Le primavere e i capelli brizzolati avanzano, il grugno e il sinistro però restano sempre gli stessi: la fucilata/pennellata con cui ha trafitto Unai Simon per il momentaneo 1-1 è il marchio di fabbrica di Aleksandar Kolarov, una traiettoria molto simile a quella con cui castigò il Torino circa un anno e mezzo, ma dal lato opposto. Un gesto tecnico che al serbo è valso il lungo applauso di Alessandro Florenzi dalla panchina: il numero 24 si è alzato dalla panchina (aveva da poco lasciato il posto proprio a Kolarov) e con un sorriso gli ha battuto le mani. Il laterale sinistro, apparso in palla fin dall'inizio del ritiro, anche ieri contro l'Athletic Club ha fornito il suo consueto apporto di sovrapposizioni, cross e sgroppate. Nel finale solo il fuorigioco gli ha impedito di mettere a referto anche un assist per Zaniolo, oltre alla rete.

Sliding doors

Non più di tre mesi fa, in pochi avrebbero scommesso sulla partenza di Aleksandar in giallorosso: tirava aria d'addio, e quella con il Parma aveva il sapore della sua ultima partita con la maglia della Roma. Peraltro al termine di una stagione che, seppur disputata a livelli inferiori rispetto alla precedente, aveva fatto registrare il suo record di gol: 9 in 43 partite, gli stessi segnati da Dzeko nella sola Serie A, per capirci. Eppure tirava vento di cessione, anche per un necessario rinverdimento sulla corsia mancina: le prime ipotesi teorizzavano il serbo all'Inter assieme a Dzeko. Poi è stata la volta del Fenerbahce: qualcuno parlava addirittura di Kolarov in Turchia per firmare. Ma la chiamata di Paulo Fonseca e la chiacchierata con il tecnico hanno cambiato le carte in tavola. E, al netto di sorprese dell'ultim'ora dal mercato, il trentatreenne di Belgrado resterà a Roma.

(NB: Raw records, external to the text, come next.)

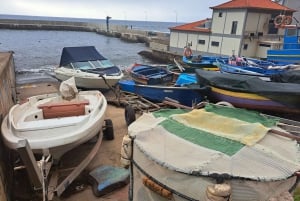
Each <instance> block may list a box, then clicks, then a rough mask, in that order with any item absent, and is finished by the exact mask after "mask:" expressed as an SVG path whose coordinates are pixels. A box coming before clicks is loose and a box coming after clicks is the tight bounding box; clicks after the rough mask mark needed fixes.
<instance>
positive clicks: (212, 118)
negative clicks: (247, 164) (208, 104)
mask: <svg viewBox="0 0 300 201" xmlns="http://www.w3.org/2000/svg"><path fill="white" fill-rule="evenodd" d="M275 125H276V120H275V119H270V118H266V117H264V116H261V115H260V114H259V113H258V112H254V111H247V110H245V109H239V108H229V107H224V106H218V105H212V104H210V105H207V106H206V107H205V108H204V109H199V110H193V111H190V112H187V111H185V110H181V109H178V110H175V109H166V110H160V111H158V112H153V113H150V114H146V115H143V116H142V117H141V119H138V120H137V123H135V124H133V125H132V126H131V125H130V128H129V134H130V136H132V137H135V140H134V141H135V143H136V144H137V146H139V148H140V149H142V150H143V152H145V154H146V155H148V156H149V157H151V158H152V159H153V160H156V162H158V163H160V164H161V165H163V166H165V167H167V168H171V169H173V170H176V171H180V172H184V173H187V174H200V175H209V174H212V173H218V174H224V173H226V174H229V175H231V176H232V177H243V178H249V179H254V180H266V181H268V180H274V179H275V180H277V179H284V178H287V177H289V176H291V175H293V173H294V172H295V171H298V170H300V163H299V157H298V156H297V154H299V152H298V151H299V150H298V146H297V142H296V141H294V140H290V139H286V138H282V137H278V136H276V135H275V134H270V133H268V132H269V130H270V128H271V127H273V126H275ZM159 139H160V140H159ZM163 139H164V140H163ZM166 139H168V140H166ZM285 147H289V149H285ZM168 149H169V150H168ZM175 150H176V151H175ZM191 153H193V154H191ZM183 161H184V162H183ZM245 164H252V165H251V166H247V165H246V166H245ZM254 164H255V165H254Z"/></svg>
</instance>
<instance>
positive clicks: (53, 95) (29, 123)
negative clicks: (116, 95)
mask: <svg viewBox="0 0 300 201" xmlns="http://www.w3.org/2000/svg"><path fill="white" fill-rule="evenodd" d="M82 100H88V102H89V103H88V105H85V106H84V107H85V108H84V110H85V114H83V115H80V116H69V117H58V118H49V119H44V118H43V111H42V109H40V108H39V105H42V104H46V103H60V102H62V101H63V102H66V100H62V99H61V97H60V96H58V95H57V94H45V95H38V96H33V97H31V98H29V99H28V102H26V103H23V104H21V105H20V104H17V105H15V106H13V107H12V108H11V109H10V111H9V114H8V115H7V116H6V117H5V118H4V120H3V123H2V127H1V131H2V135H3V139H4V143H5V145H6V146H7V147H9V148H10V149H17V148H19V147H20V146H22V144H20V142H21V141H22V140H24V139H27V141H28V143H29V145H30V147H31V149H32V150H33V152H34V153H40V154H42V153H43V152H44V151H49V153H50V154H51V155H52V157H53V158H54V159H59V158H60V157H61V156H62V155H63V154H64V153H66V152H67V151H69V150H71V149H73V148H75V147H76V146H78V145H80V144H82V143H84V142H86V141H88V140H89V139H91V138H92V137H94V136H95V135H97V134H98V133H99V132H100V131H101V129H102V126H103V122H104V118H105V112H106V108H107V102H106V99H105V97H104V96H103V95H102V94H101V92H99V91H81V92H79V94H78V95H77V97H76V98H75V99H74V101H82ZM71 101H73V100H71Z"/></svg>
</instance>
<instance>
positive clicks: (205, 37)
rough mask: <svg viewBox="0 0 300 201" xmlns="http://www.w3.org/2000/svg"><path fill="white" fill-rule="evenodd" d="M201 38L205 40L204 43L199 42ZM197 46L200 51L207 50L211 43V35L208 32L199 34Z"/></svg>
mask: <svg viewBox="0 0 300 201" xmlns="http://www.w3.org/2000/svg"><path fill="white" fill-rule="evenodd" d="M199 40H204V41H205V43H204V44H199ZM197 41H198V42H197V46H196V50H197V51H198V52H207V50H208V45H209V43H210V36H209V35H207V34H198V40H197Z"/></svg>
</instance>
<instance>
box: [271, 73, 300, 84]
mask: <svg viewBox="0 0 300 201" xmlns="http://www.w3.org/2000/svg"><path fill="white" fill-rule="evenodd" d="M270 79H271V81H272V82H289V83H298V84H300V70H290V71H286V72H284V73H280V74H275V75H272V76H271V77H270Z"/></svg>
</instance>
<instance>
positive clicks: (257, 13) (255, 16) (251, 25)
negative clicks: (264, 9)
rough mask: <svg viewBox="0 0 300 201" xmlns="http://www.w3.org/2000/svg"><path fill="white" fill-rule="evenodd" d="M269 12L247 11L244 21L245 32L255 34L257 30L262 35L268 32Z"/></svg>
mask: <svg viewBox="0 0 300 201" xmlns="http://www.w3.org/2000/svg"><path fill="white" fill-rule="evenodd" d="M269 20H271V15H270V14H262V13H248V17H247V19H246V23H245V32H244V33H245V34H249V33H254V34H255V35H256V36H257V33H258V32H263V35H265V34H267V33H268V25H269Z"/></svg>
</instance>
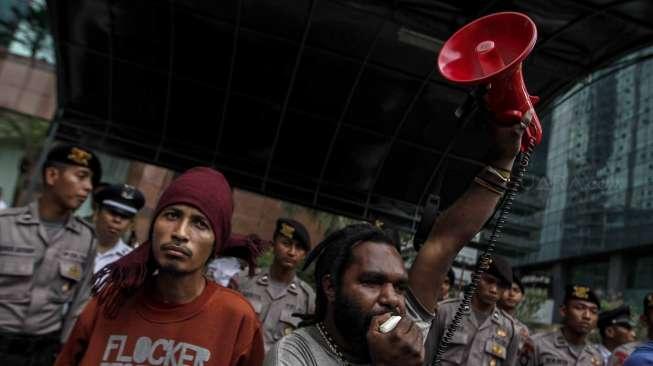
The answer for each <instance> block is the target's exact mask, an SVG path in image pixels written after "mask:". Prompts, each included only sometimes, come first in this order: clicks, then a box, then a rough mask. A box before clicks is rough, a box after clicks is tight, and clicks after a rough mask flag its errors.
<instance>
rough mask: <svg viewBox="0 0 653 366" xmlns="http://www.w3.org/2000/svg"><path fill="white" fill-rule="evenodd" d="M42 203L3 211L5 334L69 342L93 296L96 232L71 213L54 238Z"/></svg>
mask: <svg viewBox="0 0 653 366" xmlns="http://www.w3.org/2000/svg"><path fill="white" fill-rule="evenodd" d="M38 212H39V210H38V202H34V203H32V204H30V205H28V206H24V207H17V208H11V209H8V210H4V211H0V332H8V333H23V334H47V333H51V332H56V331H62V340H64V339H65V338H66V337H67V335H68V333H69V331H70V330H71V329H72V326H73V325H74V322H75V320H76V319H77V316H79V314H80V313H81V310H82V307H83V306H84V305H85V303H86V300H87V299H88V297H89V295H90V277H91V275H92V273H93V260H94V258H95V234H94V232H93V230H92V229H91V227H90V226H88V224H87V223H86V222H85V221H83V220H82V219H80V218H77V217H74V216H73V215H71V216H70V218H69V219H68V221H67V222H66V223H65V225H64V227H63V228H62V230H60V231H59V232H58V233H57V234H56V235H55V237H54V238H49V237H48V234H47V232H46V229H45V227H44V226H43V224H41V222H40V220H39V214H38Z"/></svg>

E se, a differenza dell'ultima annata, non potrà giocare tutte le partite, è pur vero che la presenza in rosa di un jolly della fascia come Spinazzola gli permetterà di tirare un po' il fiato: infatti anche ieri Kolarov ha preso il posto di un laterale destro (Florenzi), con l'ex juventino dirottato su quella fascia e il serbo che ha preso possesso della corsia mancina, fornendo il suo consueto apporto di cross pericolosi e corse sul fondo. Già a Trigoria, contro il Trastevere, aveva iniziato a scaldare il suo mancino al fulmicotone, ma ieri l'avversario era di ben altro calibro. Certe doti, però, vanno al di là della squadra che ti trovi di fronte.

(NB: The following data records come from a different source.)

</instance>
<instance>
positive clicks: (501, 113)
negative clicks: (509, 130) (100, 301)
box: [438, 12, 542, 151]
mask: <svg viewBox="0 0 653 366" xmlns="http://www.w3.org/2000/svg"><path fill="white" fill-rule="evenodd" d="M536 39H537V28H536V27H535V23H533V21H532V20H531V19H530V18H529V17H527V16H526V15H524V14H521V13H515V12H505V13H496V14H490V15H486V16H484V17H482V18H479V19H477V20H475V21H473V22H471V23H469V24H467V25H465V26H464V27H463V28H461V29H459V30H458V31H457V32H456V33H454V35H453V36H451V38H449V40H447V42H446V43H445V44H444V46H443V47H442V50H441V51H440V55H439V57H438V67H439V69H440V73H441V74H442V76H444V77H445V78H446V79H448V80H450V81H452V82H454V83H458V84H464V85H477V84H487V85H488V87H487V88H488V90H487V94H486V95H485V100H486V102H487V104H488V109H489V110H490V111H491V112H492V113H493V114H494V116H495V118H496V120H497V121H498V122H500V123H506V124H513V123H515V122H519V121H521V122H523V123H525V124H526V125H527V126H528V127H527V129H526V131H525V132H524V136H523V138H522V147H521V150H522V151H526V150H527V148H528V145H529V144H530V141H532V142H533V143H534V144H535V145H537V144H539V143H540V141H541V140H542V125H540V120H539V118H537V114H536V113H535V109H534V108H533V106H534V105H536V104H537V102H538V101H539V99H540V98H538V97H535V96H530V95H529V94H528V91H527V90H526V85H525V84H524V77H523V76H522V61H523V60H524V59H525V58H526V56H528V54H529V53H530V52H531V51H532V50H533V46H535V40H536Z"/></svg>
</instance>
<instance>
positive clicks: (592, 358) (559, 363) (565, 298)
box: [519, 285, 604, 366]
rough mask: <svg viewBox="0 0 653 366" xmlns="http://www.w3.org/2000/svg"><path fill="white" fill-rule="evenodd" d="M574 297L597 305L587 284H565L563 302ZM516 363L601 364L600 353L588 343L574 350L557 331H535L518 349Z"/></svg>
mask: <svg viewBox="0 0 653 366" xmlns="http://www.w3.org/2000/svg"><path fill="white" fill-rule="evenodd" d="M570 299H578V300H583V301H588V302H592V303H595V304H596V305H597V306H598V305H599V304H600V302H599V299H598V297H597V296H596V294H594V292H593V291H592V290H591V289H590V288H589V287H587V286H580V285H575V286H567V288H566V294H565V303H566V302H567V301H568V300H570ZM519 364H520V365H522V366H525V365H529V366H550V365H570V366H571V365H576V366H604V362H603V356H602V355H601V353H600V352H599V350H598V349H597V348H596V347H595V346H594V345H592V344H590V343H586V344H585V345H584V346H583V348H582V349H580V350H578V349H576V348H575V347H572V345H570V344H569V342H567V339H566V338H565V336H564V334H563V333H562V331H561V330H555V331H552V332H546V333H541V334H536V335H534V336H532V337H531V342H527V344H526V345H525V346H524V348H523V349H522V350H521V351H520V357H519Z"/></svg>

Con la sua esperienza internazionale - unita alla serietà professionale che lo ha sempre caratterizzato - Aleksandar può essere una preziosa guida per i più giovani all'interno dello spogliatoio. E rivelarsi un'arma in più quando, magari in Europa e nei big-match, ci sarà bisogno del suo apporto in termini di personalità.